Chicago’s new mayor, Brandon Johnson, has almost 400 people on his “transition team.” The volunteer group, which includes “civic leaders, business leaders, movement organizers, and activists working together,” recently composed a 223-page report full of policy proposals.

On one level, it’s easy simply to laugh at the result. In a city with a famously high murder rate, woefully underfunded pensions, and residents fleeing to greener pastures, the mayor’s advisors seem preoccupied with political correctness and identity politics. On the first page, the team advises readers not to worry if they “note mixed usage of terms like Latine, Latinx, Latino, or Hispanic,” as this “reflects how individuals within the subcommittees chose to identify.” “Latino/a/e/x” makes an appearance a few pages later. The executive summary starts with a land acknowledgement and makes clear that the team is pursuing racial equity and “intersectionality.” And readers are reassured that, while the Arts and Culture subcommittee couldn’t agree at first, they “built new bridges and then covered them with art.” (Speaking of art, the sections are separated by hippie drawings and hand-scribbled outlines that must be seen to be believed.)

Chicagoans might want to give the document a deeper read, however. It provides much insight into the new regime’s priorities, from slavery reparations to strengthening Chicago’s “sanctuary city” policies. It’s an overwhelmingly progressive and very expensive wish list, of course, and even the occasional Reaganite idea is shot through with anxiety over racial disparities. “Identify top 3 administrative barriers for small businesses,” begins one recommendation, “particularly Black, Latinx, and Native-owned and community-driven development projects.”

Start with public safety, where the transition team’s proposals are especially alarming. Confronting crime on multiple fronts is a reasonable goal. The team is to be commended, for example, for recognizing the city’s abysmal homicide-clearance rate and the disproportionate impact of violence on minority communities and for suggesting 200 more detectives be promoted from the existing ranks. (“Candidates should be hired to reflect the demographic of the communities that make up Chicago,” naturally.)

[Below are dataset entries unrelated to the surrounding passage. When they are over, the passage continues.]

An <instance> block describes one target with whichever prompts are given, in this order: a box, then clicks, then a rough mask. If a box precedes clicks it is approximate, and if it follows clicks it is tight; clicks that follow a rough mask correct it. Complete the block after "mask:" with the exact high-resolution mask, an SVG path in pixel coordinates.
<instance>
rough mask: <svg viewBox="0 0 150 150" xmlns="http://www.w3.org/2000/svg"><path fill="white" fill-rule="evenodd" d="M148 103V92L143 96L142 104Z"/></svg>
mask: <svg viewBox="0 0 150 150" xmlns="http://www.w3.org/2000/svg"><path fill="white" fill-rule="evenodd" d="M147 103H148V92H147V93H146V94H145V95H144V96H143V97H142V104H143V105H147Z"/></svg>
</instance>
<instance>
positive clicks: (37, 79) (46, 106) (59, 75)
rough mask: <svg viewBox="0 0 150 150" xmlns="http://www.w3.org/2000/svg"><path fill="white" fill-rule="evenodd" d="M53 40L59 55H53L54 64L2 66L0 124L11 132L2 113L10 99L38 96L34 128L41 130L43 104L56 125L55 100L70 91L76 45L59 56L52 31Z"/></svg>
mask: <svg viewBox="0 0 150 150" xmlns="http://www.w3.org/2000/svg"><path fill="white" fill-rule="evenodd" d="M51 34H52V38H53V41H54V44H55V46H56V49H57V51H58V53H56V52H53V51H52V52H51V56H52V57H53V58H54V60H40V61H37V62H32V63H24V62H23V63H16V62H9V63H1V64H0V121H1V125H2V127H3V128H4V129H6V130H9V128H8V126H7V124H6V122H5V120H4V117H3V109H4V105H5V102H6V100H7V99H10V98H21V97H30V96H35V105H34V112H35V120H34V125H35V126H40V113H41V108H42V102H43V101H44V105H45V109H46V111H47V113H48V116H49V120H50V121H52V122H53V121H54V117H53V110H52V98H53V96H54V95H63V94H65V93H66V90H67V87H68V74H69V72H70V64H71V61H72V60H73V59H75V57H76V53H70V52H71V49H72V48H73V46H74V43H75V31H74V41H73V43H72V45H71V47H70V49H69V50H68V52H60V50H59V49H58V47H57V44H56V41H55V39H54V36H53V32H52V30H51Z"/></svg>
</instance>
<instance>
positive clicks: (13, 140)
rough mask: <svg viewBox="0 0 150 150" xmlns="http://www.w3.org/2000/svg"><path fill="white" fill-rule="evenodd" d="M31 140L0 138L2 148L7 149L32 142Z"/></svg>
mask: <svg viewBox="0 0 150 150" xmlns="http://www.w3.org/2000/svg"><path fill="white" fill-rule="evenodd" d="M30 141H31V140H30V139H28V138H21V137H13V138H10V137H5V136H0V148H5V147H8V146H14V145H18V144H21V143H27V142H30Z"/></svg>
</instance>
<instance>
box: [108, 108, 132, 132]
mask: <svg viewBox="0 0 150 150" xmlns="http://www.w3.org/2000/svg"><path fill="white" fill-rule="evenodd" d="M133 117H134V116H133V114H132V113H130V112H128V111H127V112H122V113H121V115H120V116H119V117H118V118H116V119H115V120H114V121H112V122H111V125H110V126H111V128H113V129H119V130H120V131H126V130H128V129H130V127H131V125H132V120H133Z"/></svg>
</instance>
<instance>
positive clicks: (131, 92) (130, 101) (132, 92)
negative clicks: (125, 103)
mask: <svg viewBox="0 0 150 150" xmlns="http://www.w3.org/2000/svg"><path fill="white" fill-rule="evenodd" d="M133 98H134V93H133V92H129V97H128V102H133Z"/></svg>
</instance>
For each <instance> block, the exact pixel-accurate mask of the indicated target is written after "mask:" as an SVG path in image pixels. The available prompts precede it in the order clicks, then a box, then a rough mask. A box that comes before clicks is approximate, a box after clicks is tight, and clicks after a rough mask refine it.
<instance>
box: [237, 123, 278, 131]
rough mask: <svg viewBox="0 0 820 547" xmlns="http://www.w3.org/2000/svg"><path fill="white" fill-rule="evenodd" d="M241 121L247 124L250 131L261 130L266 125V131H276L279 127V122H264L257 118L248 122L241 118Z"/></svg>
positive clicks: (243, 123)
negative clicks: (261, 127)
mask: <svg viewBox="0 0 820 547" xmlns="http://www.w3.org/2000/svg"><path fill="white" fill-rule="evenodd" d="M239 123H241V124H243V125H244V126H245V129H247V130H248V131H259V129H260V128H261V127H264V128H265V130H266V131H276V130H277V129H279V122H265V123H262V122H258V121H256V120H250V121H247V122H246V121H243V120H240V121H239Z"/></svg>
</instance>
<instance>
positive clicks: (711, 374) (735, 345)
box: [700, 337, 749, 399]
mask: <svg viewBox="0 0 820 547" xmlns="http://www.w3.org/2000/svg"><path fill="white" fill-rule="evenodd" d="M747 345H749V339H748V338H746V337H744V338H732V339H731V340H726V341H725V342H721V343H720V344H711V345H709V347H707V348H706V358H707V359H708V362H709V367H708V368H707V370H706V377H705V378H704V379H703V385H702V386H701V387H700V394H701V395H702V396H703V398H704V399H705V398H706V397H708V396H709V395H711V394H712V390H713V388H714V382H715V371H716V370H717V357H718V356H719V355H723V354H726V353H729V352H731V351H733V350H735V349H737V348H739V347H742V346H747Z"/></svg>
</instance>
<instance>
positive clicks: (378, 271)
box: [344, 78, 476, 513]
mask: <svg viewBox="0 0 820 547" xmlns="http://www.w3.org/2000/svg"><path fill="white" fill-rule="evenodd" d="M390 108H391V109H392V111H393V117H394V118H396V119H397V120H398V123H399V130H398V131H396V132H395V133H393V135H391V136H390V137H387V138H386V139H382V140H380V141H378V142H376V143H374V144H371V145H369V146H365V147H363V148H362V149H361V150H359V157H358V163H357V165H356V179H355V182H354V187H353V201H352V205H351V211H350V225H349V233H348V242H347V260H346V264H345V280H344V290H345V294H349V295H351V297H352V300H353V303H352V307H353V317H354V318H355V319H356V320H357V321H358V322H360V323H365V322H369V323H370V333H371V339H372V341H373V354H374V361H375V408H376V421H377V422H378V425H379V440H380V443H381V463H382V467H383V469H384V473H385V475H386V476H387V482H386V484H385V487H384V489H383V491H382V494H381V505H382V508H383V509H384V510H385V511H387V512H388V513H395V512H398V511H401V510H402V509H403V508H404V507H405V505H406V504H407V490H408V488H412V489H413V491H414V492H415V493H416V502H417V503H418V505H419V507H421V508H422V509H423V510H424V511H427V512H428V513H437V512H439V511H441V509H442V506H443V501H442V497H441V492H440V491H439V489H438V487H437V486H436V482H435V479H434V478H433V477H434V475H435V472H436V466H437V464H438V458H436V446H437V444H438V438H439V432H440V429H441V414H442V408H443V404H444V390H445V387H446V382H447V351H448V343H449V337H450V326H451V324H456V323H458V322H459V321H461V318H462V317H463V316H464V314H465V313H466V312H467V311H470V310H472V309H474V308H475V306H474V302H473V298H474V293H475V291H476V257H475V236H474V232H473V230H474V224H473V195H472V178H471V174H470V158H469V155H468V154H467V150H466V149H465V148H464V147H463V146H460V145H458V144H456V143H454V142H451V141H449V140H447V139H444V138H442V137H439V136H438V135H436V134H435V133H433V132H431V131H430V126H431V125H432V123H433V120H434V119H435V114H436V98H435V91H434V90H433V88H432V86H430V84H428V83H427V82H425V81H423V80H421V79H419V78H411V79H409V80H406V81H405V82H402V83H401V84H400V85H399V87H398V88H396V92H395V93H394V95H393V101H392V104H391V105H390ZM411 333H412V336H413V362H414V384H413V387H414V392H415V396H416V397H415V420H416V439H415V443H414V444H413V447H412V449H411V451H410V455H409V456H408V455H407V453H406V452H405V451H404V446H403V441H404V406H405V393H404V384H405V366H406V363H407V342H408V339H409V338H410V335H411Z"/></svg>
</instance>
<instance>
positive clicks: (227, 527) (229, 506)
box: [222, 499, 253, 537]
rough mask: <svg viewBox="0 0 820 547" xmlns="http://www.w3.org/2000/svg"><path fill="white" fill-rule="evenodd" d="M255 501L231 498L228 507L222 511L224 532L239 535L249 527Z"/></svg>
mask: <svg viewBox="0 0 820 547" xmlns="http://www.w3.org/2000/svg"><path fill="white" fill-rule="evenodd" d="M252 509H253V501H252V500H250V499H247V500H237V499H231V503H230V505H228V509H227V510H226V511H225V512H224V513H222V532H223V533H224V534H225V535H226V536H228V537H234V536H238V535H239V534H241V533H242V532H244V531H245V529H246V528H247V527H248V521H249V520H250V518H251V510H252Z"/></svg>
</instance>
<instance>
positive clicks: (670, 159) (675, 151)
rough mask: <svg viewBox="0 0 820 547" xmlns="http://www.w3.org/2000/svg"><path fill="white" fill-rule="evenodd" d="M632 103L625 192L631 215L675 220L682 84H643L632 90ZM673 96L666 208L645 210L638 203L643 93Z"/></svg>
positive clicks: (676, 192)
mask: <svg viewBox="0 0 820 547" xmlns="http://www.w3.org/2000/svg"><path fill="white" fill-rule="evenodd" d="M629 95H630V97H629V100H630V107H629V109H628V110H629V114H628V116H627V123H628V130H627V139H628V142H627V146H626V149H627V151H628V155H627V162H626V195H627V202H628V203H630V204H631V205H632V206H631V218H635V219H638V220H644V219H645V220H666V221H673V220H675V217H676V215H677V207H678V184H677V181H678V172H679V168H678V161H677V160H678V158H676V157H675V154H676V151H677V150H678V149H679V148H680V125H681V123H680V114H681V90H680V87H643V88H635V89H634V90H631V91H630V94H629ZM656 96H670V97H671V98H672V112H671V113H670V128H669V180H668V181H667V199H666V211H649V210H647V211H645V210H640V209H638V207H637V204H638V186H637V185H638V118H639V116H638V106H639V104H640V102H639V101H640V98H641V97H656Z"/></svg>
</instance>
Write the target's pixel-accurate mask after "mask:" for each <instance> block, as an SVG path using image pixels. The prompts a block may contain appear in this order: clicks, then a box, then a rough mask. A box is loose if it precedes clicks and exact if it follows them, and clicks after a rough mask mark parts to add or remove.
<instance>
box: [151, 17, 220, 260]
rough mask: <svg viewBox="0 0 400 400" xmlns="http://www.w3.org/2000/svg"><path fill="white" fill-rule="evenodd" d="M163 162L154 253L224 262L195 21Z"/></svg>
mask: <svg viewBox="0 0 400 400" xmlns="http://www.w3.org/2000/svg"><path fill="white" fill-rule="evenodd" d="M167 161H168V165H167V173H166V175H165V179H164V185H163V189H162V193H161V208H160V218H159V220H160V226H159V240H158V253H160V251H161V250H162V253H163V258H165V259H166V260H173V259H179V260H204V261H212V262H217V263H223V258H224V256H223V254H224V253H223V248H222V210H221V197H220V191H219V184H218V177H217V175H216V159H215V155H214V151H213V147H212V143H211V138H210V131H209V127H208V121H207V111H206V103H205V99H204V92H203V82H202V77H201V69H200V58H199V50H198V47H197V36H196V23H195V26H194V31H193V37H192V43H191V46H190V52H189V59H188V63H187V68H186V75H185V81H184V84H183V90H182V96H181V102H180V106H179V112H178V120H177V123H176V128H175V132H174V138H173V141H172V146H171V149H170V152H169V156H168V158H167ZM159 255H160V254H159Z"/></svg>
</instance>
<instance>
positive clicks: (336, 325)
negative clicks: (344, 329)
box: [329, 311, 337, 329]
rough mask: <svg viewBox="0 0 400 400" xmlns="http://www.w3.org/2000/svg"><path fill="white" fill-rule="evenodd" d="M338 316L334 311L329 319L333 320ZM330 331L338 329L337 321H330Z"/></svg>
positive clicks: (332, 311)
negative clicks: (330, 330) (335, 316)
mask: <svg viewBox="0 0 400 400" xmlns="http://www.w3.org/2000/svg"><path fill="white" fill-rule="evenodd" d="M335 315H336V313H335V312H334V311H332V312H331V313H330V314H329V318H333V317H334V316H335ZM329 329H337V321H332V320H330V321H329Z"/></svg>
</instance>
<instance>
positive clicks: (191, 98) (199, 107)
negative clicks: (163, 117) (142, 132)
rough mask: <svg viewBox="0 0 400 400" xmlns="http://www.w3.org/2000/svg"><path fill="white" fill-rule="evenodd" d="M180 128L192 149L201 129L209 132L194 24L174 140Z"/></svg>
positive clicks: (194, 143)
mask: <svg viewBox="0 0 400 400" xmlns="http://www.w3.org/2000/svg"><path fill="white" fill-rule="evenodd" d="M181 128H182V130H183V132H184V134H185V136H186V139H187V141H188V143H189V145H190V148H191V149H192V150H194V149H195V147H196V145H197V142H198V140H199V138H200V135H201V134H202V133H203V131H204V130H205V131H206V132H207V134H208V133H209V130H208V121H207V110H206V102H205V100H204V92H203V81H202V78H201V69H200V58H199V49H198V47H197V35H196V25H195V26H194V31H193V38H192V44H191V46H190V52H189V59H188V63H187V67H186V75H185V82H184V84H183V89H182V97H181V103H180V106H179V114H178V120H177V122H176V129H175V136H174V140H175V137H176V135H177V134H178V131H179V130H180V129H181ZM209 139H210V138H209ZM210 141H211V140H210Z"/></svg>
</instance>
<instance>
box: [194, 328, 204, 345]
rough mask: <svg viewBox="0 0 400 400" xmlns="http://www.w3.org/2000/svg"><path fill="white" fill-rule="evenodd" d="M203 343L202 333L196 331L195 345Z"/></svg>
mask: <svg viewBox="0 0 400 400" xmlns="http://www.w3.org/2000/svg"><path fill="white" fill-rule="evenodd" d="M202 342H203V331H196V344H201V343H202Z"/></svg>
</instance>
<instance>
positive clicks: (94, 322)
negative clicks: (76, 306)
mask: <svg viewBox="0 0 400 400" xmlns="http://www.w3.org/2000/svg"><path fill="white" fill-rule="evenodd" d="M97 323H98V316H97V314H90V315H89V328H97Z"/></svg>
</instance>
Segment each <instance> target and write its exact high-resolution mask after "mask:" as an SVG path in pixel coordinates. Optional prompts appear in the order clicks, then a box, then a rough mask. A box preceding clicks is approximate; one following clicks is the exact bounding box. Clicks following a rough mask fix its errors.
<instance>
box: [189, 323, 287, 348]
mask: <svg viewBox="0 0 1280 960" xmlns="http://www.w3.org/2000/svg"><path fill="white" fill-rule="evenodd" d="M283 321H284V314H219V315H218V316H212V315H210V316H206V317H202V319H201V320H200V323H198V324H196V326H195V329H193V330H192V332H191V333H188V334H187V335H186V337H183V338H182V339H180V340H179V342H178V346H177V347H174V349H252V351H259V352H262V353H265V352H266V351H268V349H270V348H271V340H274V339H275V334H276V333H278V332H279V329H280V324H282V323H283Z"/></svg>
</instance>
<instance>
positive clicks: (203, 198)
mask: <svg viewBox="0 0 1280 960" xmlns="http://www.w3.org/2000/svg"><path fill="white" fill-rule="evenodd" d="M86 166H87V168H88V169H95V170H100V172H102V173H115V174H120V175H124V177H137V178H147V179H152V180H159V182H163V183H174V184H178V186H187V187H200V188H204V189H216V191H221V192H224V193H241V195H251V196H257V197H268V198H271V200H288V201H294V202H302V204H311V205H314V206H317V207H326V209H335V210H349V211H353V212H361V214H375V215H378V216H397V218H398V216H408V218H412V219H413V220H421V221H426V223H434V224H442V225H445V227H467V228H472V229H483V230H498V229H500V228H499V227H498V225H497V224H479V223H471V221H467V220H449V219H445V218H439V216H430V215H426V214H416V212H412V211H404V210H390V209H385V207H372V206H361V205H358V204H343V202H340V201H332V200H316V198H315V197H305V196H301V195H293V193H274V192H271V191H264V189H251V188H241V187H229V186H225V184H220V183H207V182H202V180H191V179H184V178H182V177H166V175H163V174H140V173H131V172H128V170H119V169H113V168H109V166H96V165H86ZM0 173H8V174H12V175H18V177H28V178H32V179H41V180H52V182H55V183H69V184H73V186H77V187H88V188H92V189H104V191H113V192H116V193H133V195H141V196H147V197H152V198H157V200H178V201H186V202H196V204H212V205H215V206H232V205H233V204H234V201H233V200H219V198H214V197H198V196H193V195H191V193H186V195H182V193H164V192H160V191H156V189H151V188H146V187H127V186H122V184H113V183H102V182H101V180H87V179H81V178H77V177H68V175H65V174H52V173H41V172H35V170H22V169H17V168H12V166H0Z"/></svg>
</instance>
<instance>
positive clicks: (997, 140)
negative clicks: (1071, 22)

But the report overlooks how many of the most effective, proven crimefighting strategies rely on police to go where the crime is, keep an eye on known problems, and arrest the worst offenders, so that they can be incapacitated. Meantime, Chicago’s police force is losing staff at an alarming clip, with hiring failing to keep up with retirements and burnt-out cops heading to the suburbs. Hiring more cops and putting them where the crime is happening would be obvious first steps in controlling Chicago’s murder problem, and it needn’t conflict with other approaches and experiments, such as improved social services and violence-interruption programs.

Yet hiring more cops is not a metric of public-safety success for the transition team—instead, the focus is on “Demographic make-up of the Fire and Police Departments (should reflect the demographics of the community where stationed).” Johnson even plans to end the use of two useful-if-imperfect policing tools: ShotSpotter, a technology that alerts authorities to the sound of gunshots (but sometimes produces false positives from other loud bangs) and a database that catalogs gang members (an inevitably difficult and subjective task). Both recommendations are featured in the transition report, though in the two cases, the document notes that some members of the team wanted to explore fixing, rather than destroying, these tools.

Despite Chicago’s fiscal woes, the word “pension” appears only three times—and not in any reformist context. One housing suggestion is to explore “a pension obligation bond mandate to allocate a minimum percentage towards real estate projects in underserved communities”; another is to keep a “portion of City Pension Fund assets invested in Chicago real estate developments with the mandate of hiring local residents from under-resourced and underserved communities.” And the education section discusses a “bridges to build” recommendation that the “$175M CPS pays in pension should be given back to the CPS,” an apparent reference to a decision last year by the school district to pay $175 million toward pensions; pension obligations have generally shifted from the city government toward the district in recent years.

On education, Chicago has made some progress in recent decades, expanding charter schools that have been shown to improve test scores and college attendance in analyses that control for students’ prior academic performance. Unsurprisingly, given Johnson’s teachers’–union background, the transition team detests charters and aspires to a “sustainable community school district where every child has the ability to attend a free, public institution, from birth through college, within walking distance from their homes with equitable staffing, services, after school programming, course offerings and educational opportunities to counteract the historical inequities faced by BIPOC families and students.”

Tucked into the environmental section’s “Green New Deal for Schools” is a promise that “Under the Johnson administration, all Chicago Public Schools (CPS) students, educators, and staff will learn and work in buildings that emit zero emissions.”

I cannot summarize this massive document in a short article. The housing section has a few bright spots, pairing the expected subsidies, rent-control proposals, and “housing is a human right” rhetoric with suggestions to legalize more forms of housing. Yet you have to wonder if the instincts, ideas, and ideology reflected in the transition team’s report are what is needed to manage, let alone save, the Windy City.